Washington- CIA archive declassified documents on People’s Democratic Republic of Yemen, previously known as South Yemen in the seventies and eighties of the past century. Any researcher specialized in Yemeni affairs will come to realize that this region was almost shut in front of the U.S. intelligence to an extent that the agency entrusted with spying over the world failed to figure out what happened in the bloody Massacre on the morning of Jan. 13 .

CIA Version of the South Incidents

On Feb. 4 1980, a memorandum consisting of three pages was sent from one party to another in the CIA. Most of the parties opposing the regime escaped, were executed or imprisoned. Yet, according to the memo, communication remained between regime members and exiled comrades in the north, Egypt and Saudi Arabia.

The First Coup

In June 1969, the most radical wing of National Liberation Front (NLF) conducted the first coup that ousted the moderate leadership. In 1970, procedures were taken to diminish the tribal identity and prevent residents in the six provinces from using their tribal nicknames.

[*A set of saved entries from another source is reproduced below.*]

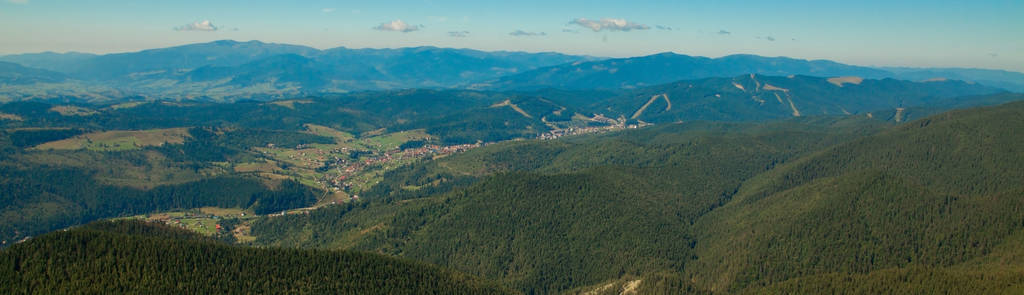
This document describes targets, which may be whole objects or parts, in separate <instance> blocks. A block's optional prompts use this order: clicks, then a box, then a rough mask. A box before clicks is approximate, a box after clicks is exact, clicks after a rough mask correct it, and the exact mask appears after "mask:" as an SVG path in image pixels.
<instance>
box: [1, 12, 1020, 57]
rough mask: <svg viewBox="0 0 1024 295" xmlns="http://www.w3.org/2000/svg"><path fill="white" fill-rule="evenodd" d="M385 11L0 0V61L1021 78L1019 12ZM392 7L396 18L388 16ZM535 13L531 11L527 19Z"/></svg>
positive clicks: (393, 12) (1019, 15)
mask: <svg viewBox="0 0 1024 295" xmlns="http://www.w3.org/2000/svg"><path fill="white" fill-rule="evenodd" d="M734 2H735V1H715V2H712V3H677V2H673V1H659V0H648V1H639V2H631V3H614V2H593V1H557V2H550V1H545V2H542V1H525V2H516V3H476V2H472V1H398V2H389V3H385V4H381V3H351V2H348V1H344V2H336V1H309V2H304V3H274V2H262V1H261V2H255V3H249V2H247V3H234V2H220V3H206V2H198V1H196V2H193V1H183V2H182V1H178V2H174V3H148V2H145V3H136V2H124V1H75V2H57V1H46V0H6V1H3V2H0V25H2V26H0V38H3V39H4V40H7V42H4V43H3V44H0V54H3V55H8V54H19V53H36V52H43V51H54V52H67V51H77V52H88V53H98V54H104V53H115V52H132V51H138V50H144V49H152V48H161V47H171V46H178V45H184V44H191V43H203V42H210V41H215V40H240V41H246V40H259V41H262V42H267V43H284V44H295V45H304V46H309V47H313V48H318V49H327V48H334V47H341V46H343V47H348V48H399V47H416V46H435V47H442V48H469V49H476V50H484V51H498V50H504V51H525V52H543V51H552V52H560V53H566V54H580V55H591V56H605V57H629V56H641V55H649V54H654V53H659V52H676V53H680V54H687V55H697V56H709V57H719V56H725V55H731V54H757V55H764V56H786V57H793V58H801V59H828V60H835V61H839V62H843V64H850V65H859V66H867V67H912V68H977V69H995V70H1007V71H1013V72H1024V40H1022V38H1013V36H1019V35H1020V33H1022V32H1021V29H1020V28H1024V20H1021V19H1024V17H1019V16H1021V15H1020V14H1021V13H1020V11H1024V3H1021V2H1014V1H975V2H972V3H944V4H938V3H932V2H928V3H925V2H919V1H902V2H898V3H890V2H886V1H866V2H858V3H818V2H815V1H788V2H776V3H741V2H735V3H734ZM394 7H398V8H399V9H395V8H394ZM539 7H543V9H539Z"/></svg>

The memorandum described the seventies of the past century as a phase that witnessed a conflict over power between two eminent leaders in the country: Salem Rabih Ali and Abdul Fattah Ismail who took over power after the second coup in June 1978 when Salem was assassinated and many of his followers fled to the north.

Military Arrogance

Another CIA report tackled the rule of Ali Nasir Muhammad and the conflicts which introduced the massacre of 1986. Conflicts originated from the fact that Ali Nasir moved some of his rivals to positions that seemed important but were actually not.

Soviet Power

Moscow is unwilling to fall into the trap of Yemeni political conflicts, revealed the report. It did not want to risk its position in the country through siding with one party over the other. Direct intervention in political conflicts in Aden is unnecessary because Moscow has the ability to affect the policy of South Yemen through calls with the government – the soviet power in the Yemeni Socialist Party and the Yemeni government is huge.

January 13 Massacre

A report was issued on Jan. 14, one day after the massacre of Jan. 13 in Aden, however information it was blatantly insufficient.The report focused on the return of Abdul Fattah Ismail from Moscow shortly before the coup to prove that Moscow stood behind the coup. But later on, what happened appeared to be a massacre that targeted four leaders, not a coup.